The Web site also provides information about the Task Force’s upcoming symposium, “A National Conversation on the Economic Sustainability of Digital Information,” to take place April 1, 2010, in Washington DC. A similar symposium will be held in the United Kingdom on May 6, 2010, at the Wellcome Collection Conference Centre in London. Space is limited so early registration is advised.  More information is available at http://www.jisc.ac.uk/whatwedo/programmes/preservation/BRTFUKSymposium.aspx.


CLIR to Collaborate with NEH on Assessment of Digging Into Data Challenge

 

CLIR has entered into a cooperative agreement with the National Endowment for the Humanities (NEH) to provide a strategic assessment of the Digging Into Data Challenge, a grant competition jointly sponsored by NEH, the U.K.’s Joint Information Systems Committee, the U.S. National Science Foundation, and Canada’s Social Sciences and Humanities Research Council. The goal of the Challenge is to encourage multidisciplinary collaborations that explore the application of computational techniques to large corpora and to begin to understand the kinds of research that become possible at scale. The Challenge made its first round of eight awards in December 2009.

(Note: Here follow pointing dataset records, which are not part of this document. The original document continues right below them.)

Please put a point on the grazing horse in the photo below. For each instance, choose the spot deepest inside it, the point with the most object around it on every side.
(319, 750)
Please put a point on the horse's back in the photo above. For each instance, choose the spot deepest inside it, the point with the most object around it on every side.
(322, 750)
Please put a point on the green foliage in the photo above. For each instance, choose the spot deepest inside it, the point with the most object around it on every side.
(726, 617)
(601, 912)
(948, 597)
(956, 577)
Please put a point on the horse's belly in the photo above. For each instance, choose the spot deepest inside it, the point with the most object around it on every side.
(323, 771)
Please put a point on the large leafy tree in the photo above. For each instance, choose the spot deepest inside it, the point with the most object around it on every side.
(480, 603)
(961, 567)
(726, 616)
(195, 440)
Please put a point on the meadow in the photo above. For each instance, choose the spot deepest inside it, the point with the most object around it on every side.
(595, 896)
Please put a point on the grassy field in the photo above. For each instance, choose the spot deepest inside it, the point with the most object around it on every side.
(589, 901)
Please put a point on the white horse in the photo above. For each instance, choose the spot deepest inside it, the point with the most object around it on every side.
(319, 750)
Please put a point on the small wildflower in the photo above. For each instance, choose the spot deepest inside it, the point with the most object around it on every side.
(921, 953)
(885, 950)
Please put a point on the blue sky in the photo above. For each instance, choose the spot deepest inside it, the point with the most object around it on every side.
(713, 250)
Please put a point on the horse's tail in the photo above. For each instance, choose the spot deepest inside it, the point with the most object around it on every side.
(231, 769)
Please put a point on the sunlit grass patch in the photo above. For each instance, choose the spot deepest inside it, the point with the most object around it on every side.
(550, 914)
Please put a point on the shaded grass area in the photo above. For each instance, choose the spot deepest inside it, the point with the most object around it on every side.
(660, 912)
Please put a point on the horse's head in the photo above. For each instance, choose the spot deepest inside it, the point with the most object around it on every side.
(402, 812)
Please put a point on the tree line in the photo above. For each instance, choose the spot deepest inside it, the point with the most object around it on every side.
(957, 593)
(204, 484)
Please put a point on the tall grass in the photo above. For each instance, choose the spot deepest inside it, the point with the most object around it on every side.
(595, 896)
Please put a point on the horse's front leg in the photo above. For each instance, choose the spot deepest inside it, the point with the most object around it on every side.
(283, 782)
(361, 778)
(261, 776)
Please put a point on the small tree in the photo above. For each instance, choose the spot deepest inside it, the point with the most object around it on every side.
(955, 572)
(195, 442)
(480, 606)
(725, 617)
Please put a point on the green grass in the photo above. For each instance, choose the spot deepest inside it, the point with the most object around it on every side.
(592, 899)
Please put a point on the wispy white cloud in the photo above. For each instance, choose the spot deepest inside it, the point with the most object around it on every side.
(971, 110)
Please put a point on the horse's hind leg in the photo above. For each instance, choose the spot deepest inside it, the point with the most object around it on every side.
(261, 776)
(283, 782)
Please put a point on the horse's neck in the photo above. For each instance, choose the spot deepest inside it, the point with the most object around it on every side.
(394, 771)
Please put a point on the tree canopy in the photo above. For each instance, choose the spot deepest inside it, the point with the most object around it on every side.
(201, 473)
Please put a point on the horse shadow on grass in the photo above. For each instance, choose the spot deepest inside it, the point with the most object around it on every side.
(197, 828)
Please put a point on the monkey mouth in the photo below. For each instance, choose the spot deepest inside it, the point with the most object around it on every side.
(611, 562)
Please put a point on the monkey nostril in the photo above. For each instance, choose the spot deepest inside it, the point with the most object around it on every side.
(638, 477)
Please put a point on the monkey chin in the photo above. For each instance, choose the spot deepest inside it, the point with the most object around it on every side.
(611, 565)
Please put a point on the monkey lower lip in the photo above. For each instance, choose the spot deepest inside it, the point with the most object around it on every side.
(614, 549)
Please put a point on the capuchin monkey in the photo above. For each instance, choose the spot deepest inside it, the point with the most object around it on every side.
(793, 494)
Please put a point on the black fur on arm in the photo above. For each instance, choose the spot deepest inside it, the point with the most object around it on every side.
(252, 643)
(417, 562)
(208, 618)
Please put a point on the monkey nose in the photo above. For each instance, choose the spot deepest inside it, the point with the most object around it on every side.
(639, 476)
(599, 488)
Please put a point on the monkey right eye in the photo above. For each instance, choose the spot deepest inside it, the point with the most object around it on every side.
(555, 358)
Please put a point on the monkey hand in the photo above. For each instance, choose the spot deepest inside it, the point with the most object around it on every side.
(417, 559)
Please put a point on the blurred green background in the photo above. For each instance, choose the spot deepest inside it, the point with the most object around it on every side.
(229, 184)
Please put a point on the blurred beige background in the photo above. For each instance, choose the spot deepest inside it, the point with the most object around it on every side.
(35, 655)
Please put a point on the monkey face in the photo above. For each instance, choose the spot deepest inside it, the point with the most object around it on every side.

The assessment will address how well the Challenge met its objectives, what the next steps are, and what could have been done differently. Over the next 18 months, CLIR will organize focus group meetings, interviews, and site visits with grantees, program officers, and experts to inform its assessment. By the end of the project, CLIR will issue two final reports: the first will be a technical summary that addresses project goals, administrative history, methodology, summary of findings, next steps, and recommendations. The second report will be more interpretive and will discuss the findings at a higher level from the perspective of implications, the future of computationally intensive scholarship in the humanities, the context in which this type of research plays out, and the roles of public and private funding agencies and other entities in fostering this research.

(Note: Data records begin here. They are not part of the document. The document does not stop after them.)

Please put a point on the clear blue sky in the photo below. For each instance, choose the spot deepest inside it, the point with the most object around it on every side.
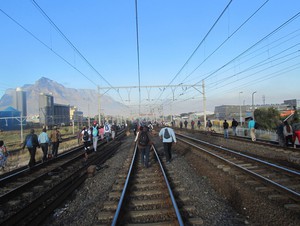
(180, 41)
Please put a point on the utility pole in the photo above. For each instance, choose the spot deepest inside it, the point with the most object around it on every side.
(99, 109)
(240, 108)
(253, 104)
(204, 102)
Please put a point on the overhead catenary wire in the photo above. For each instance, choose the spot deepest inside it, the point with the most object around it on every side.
(254, 45)
(70, 43)
(48, 47)
(228, 38)
(138, 53)
(201, 42)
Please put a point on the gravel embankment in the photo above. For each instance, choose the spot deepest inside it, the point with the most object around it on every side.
(202, 183)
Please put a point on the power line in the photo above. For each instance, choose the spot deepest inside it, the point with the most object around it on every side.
(67, 40)
(138, 52)
(258, 42)
(191, 56)
(248, 19)
(48, 47)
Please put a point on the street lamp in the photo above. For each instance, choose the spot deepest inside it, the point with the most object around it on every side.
(240, 108)
(253, 104)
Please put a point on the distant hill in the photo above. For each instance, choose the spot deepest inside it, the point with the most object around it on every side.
(85, 99)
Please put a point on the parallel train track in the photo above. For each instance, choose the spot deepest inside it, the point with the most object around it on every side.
(28, 197)
(277, 182)
(146, 196)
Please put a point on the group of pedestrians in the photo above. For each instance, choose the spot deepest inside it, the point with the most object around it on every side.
(43, 141)
(144, 142)
(286, 134)
(96, 133)
(3, 155)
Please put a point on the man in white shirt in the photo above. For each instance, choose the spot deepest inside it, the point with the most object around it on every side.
(167, 136)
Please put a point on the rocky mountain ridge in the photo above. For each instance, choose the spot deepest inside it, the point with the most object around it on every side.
(86, 100)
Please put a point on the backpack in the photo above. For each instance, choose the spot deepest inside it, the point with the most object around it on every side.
(58, 137)
(144, 139)
(166, 134)
(95, 131)
(29, 142)
(85, 135)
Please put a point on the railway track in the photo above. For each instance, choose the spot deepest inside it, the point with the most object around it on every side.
(274, 181)
(28, 197)
(146, 196)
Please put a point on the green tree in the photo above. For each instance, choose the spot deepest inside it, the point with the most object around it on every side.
(267, 118)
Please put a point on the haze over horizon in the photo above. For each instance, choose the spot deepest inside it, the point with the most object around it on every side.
(235, 47)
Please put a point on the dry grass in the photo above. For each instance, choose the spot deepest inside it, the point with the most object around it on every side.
(21, 158)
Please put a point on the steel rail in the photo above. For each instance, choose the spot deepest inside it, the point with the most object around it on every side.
(120, 204)
(289, 171)
(292, 194)
(178, 215)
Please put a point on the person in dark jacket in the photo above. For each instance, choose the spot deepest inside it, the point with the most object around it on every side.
(144, 143)
(31, 142)
(225, 126)
(234, 124)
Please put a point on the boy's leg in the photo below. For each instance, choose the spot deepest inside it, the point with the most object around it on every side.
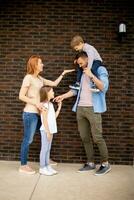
(76, 86)
(96, 64)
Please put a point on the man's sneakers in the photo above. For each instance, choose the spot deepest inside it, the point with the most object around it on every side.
(75, 86)
(87, 167)
(52, 162)
(25, 169)
(103, 169)
(48, 171)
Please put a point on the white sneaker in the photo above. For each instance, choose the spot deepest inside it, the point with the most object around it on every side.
(51, 169)
(45, 171)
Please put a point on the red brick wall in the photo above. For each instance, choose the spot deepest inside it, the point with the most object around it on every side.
(46, 27)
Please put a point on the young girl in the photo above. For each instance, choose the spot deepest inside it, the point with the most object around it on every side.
(48, 128)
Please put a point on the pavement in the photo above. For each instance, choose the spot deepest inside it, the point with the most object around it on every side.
(68, 184)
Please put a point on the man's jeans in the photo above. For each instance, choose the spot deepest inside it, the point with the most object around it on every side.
(32, 123)
(90, 127)
(96, 64)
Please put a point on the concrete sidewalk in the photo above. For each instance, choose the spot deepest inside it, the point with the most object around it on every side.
(67, 185)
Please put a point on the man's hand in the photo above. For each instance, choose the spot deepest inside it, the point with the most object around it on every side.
(66, 71)
(58, 98)
(88, 72)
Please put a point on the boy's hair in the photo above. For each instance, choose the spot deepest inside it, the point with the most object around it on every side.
(76, 41)
(81, 54)
(43, 93)
(32, 63)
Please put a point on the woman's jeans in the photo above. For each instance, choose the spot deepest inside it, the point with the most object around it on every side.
(32, 123)
(45, 150)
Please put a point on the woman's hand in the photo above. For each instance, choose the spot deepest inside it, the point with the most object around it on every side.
(40, 106)
(66, 71)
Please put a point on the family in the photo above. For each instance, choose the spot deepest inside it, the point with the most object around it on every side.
(39, 114)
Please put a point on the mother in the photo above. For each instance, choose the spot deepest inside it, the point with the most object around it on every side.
(29, 93)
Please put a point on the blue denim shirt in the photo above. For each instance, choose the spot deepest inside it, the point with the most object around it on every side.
(98, 98)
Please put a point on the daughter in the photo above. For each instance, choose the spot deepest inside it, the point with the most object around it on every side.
(47, 129)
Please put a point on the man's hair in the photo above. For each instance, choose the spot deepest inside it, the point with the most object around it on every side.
(44, 93)
(76, 41)
(81, 54)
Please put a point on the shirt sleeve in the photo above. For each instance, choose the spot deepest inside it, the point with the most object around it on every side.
(26, 81)
(45, 105)
(90, 54)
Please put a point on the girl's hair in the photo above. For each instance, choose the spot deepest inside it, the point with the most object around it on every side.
(44, 93)
(32, 63)
(76, 41)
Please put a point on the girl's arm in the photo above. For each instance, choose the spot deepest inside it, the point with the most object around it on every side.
(45, 123)
(58, 109)
(57, 81)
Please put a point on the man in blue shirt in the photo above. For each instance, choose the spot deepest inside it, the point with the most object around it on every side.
(89, 105)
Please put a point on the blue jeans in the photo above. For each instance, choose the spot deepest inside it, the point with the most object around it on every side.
(32, 123)
(94, 69)
(45, 150)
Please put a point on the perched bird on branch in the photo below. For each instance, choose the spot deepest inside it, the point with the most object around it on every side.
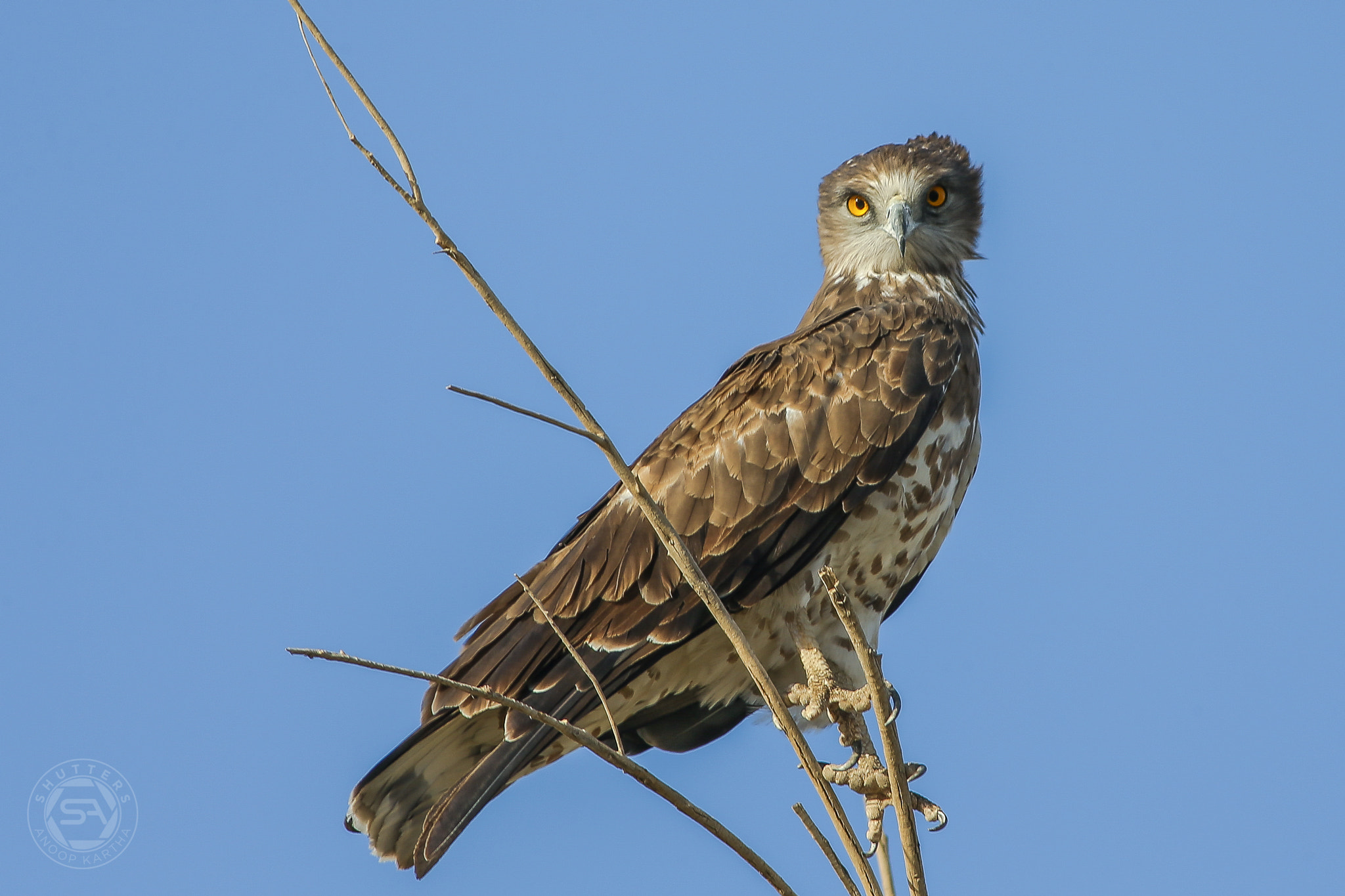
(847, 444)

CLIR Board Elects New Members

 

The CLIR Board has elected new members W. Joseph (Joey) King, executive director of the National Institute for Technology in Liberal Education (NITLE), and Joachim Küpper, dean of humanities at the Free University of Berlin and director of the university’s Dahlem Humanities Center. Their terms will begin April 2010.

king photo

Mr. King is concurrently vice president for innovation at Southwestern University. Previously, he was executive director of Rice University’s Connexions, a leading open education system with more than one million unique visitors per month. He serves on the oversight board of Connexions and as chairman of the board of Rice University Press, the first fully digital academic press.

kupper photo

Mr. Küpper is professor of Romance Philology and Comparative Literature at the Free University of Berlin. From 2003-2009, he was a visiting associate professor in the Department of Romance Languages and Literature at Johns Hopkins University. Mr. Küpper is general editor of Poetica, and a member of Leopoldina/German National Academy of Sciences.